The 1971 release also features "Black Girl", an American folk song most associated with Lead Belly, though covered by the likes of Bob Dylan, the Grateful Dead, Dolly Parton and Nirvana. Baldry recorded a version featuring Maggie Bell, who also appeared on Every Picture Tells a Story.

It Ain't Easy also includes Willie Dixon's song "I'm Ready" and an Elton John-Bernie Taupin song, "Rock Me When He's Gone".

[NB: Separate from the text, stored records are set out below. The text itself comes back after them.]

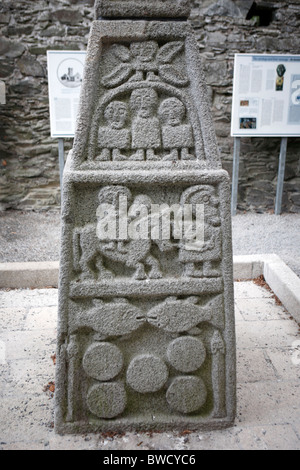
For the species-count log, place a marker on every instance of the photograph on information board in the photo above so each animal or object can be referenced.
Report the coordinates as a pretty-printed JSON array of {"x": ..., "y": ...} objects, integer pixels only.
[{"x": 266, "y": 96}]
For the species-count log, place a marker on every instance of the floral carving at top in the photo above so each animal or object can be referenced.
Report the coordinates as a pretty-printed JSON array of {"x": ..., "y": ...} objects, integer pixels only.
[{"x": 146, "y": 61}]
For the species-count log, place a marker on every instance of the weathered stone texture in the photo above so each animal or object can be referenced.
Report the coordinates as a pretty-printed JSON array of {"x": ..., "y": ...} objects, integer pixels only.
[{"x": 29, "y": 175}]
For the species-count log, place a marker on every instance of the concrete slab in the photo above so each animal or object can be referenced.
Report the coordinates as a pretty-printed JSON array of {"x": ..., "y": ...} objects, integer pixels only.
[{"x": 268, "y": 381}]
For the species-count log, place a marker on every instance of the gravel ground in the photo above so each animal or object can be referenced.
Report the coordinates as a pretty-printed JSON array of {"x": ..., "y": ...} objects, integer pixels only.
[{"x": 35, "y": 236}]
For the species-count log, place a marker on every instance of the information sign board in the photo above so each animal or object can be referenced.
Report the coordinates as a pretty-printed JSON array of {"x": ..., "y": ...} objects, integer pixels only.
[
  {"x": 65, "y": 74},
  {"x": 266, "y": 96}
]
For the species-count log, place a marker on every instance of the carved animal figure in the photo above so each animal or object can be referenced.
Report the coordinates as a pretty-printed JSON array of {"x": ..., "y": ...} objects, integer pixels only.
[
  {"x": 89, "y": 251},
  {"x": 176, "y": 316},
  {"x": 115, "y": 318}
]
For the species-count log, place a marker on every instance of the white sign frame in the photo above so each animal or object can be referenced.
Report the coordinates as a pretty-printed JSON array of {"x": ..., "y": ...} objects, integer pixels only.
[
  {"x": 65, "y": 75},
  {"x": 266, "y": 96}
]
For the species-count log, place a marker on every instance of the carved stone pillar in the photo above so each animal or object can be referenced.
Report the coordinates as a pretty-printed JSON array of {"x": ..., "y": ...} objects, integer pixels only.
[{"x": 143, "y": 305}]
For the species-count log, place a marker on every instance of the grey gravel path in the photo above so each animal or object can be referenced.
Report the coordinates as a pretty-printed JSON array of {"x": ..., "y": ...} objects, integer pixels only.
[
  {"x": 35, "y": 236},
  {"x": 268, "y": 381}
]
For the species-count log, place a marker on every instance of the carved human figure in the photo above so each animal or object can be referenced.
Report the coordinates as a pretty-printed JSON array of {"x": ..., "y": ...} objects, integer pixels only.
[
  {"x": 145, "y": 125},
  {"x": 209, "y": 255},
  {"x": 176, "y": 136},
  {"x": 114, "y": 137}
]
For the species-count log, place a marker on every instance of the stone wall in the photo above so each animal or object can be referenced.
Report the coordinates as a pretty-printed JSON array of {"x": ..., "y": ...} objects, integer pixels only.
[{"x": 29, "y": 172}]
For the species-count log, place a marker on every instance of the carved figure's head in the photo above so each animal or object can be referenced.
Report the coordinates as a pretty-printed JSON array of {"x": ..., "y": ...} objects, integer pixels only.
[
  {"x": 116, "y": 114},
  {"x": 281, "y": 70},
  {"x": 143, "y": 102},
  {"x": 172, "y": 112},
  {"x": 144, "y": 51}
]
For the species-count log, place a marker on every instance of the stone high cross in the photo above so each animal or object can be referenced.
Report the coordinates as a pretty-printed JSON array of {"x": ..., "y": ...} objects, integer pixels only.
[{"x": 146, "y": 336}]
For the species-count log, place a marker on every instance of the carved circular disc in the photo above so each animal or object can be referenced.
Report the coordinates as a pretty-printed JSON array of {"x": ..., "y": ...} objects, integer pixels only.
[
  {"x": 103, "y": 361},
  {"x": 107, "y": 400},
  {"x": 186, "y": 394},
  {"x": 186, "y": 354},
  {"x": 147, "y": 373}
]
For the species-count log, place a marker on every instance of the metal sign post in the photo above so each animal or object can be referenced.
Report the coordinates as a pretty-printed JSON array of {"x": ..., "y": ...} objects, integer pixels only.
[
  {"x": 281, "y": 172},
  {"x": 235, "y": 175},
  {"x": 61, "y": 157}
]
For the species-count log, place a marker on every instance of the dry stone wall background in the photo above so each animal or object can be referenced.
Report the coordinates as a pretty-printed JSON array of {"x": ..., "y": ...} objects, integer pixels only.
[{"x": 29, "y": 171}]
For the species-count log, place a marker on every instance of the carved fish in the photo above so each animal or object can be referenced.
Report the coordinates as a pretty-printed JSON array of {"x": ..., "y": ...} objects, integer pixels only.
[
  {"x": 177, "y": 316},
  {"x": 116, "y": 318}
]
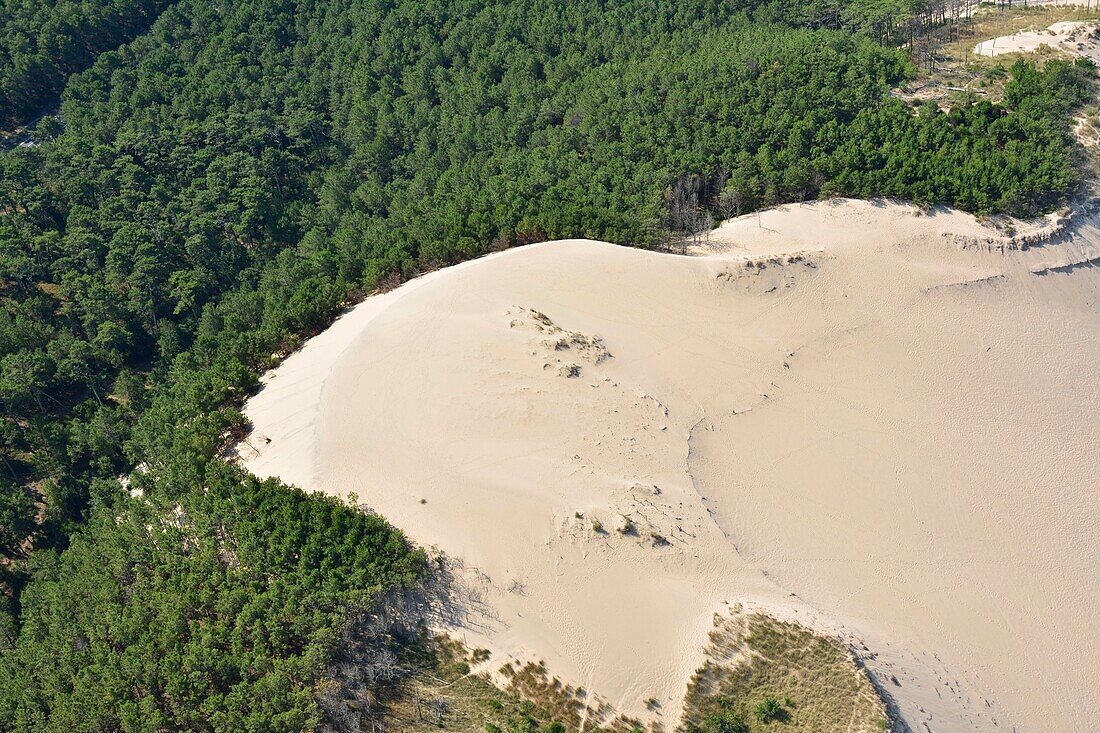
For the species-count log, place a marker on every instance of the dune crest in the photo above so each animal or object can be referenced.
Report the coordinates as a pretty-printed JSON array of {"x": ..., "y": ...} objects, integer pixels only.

Baldry and Stewart put a band together to promote the album on Baldry's first tour of the US, consisting of mostly musicians from Stewart's Every Picture Tells a Story album: Sam Mitchell (blues guitar), Micky Waller (drums), Pete Sears (bass) and Ian Armit (piano). They were called "The Long John Baldry Blues Band", and played two tours of the US.

==Track listing==
1. "Intro: Conditional Discharge" (John Baldry, Ian Armit) – 3:15
2. "Don't Try to Lay No Boogie-Woogie on the King of Rock and Roll" (Jeff Thomas) – 3:26
3. "Black Girl" (Traditional, Lead Belly) – 2:50
4. "It Ain't Easy" (Ron Davies) – 4:52
5. "Morning, Morning" (Tuli Kupferberg) – 2:38
6. "I'm Ready" (Willie Dixon) – 4:15
7. "Let's Burn Down the Cornfield" (Randy Newman) – 4:12
8. "Mr. Rubin" (Lesley Duncan) – 4:00
9. "Rock Me When He's Gone" (Elton John, Bernie Taupin) – 5:01
10. "Flying" (Ronnie Wood, Rod Stewart, Ronnie Lane) – 6:50
- Tracks 1–6 recorded at Morgan Studios; January 15, 17, 27 and 29; February 4, 1971
- Tracks 7–10 recorded at IBC Studios; February 1, 3, 4, 10 and 11, 1971

2005 re-issue bonus tracks:

1. "Goin' Down Slow"
2. "Blues (Corn Bread, Meat and Molasses)"
3. "Love In Vain"
4. "Midnight Hour Blues"
5. "Black Girl" (alternate take)
6. "It Ain't Easy" (alternate take)
7. "I'm Ready" (alternate take)

==Personnel==
- Long John Baldry – vocals, 12-string guitar (track 3)
- Maggie Bell – vocals (tracks 3, 4)
- Elton John – organ, piano (tracks 7–10)
- Ron Wood – guitar (tracks 2, 4, 6), 12-string guitar (track 5)
- Alan Skidmore – tenor saxophone (track 2)
- Lesley Duncan, Tony Hazzard, Doris Troy, Tony Burrows, Roger Cook, Madeline Bell, Kay Garner, Liza Strike – backing vocals (tracks 2, 9–10)
- Sam Mitchell – dobro, (tracks 3–4) guitar, (tracks 2, 5–6) slide guitar (track 6)
- Ian Armit – piano (tracks 1–6)
- Ricky Brown – bass guitar (tracks 2–6)
- David Glover – bass guitar (tracks 7–10)
- Mick Waller – drums (tracks 2–6)
- Roger Pope – drums (tracks 7–10)
- Caleb Quaye – guitar (tracks 7–10)
- Ray Jackson – mandolin (tracks 3, 5)
- Joshua M'Bopo – guitar (tracks 7–10)
- Madeline Bell – tambourine (track 9)
- Lesley Duncan – chorus caster [choirmistress] (tracks 2, 9–10)

===Technical===
- Rod Stewart – producer (tracks 1–6)
- Elton John – producer (tracks 7–10)
- Jimmy Horowitz – executive producer
- Ed Thrasher – art director
- Judith Sims – liner notes

== Charts ==

| Chart (1971) | Peak position |
|---|---|
| US Billboard Top LPs | 83 |

==Certifications==

| Region | Certification | Certified units/sales |
| Canada (Music Canada) | Gold | 50,000^{^} |
^{^} Shipments figures based on certification alone.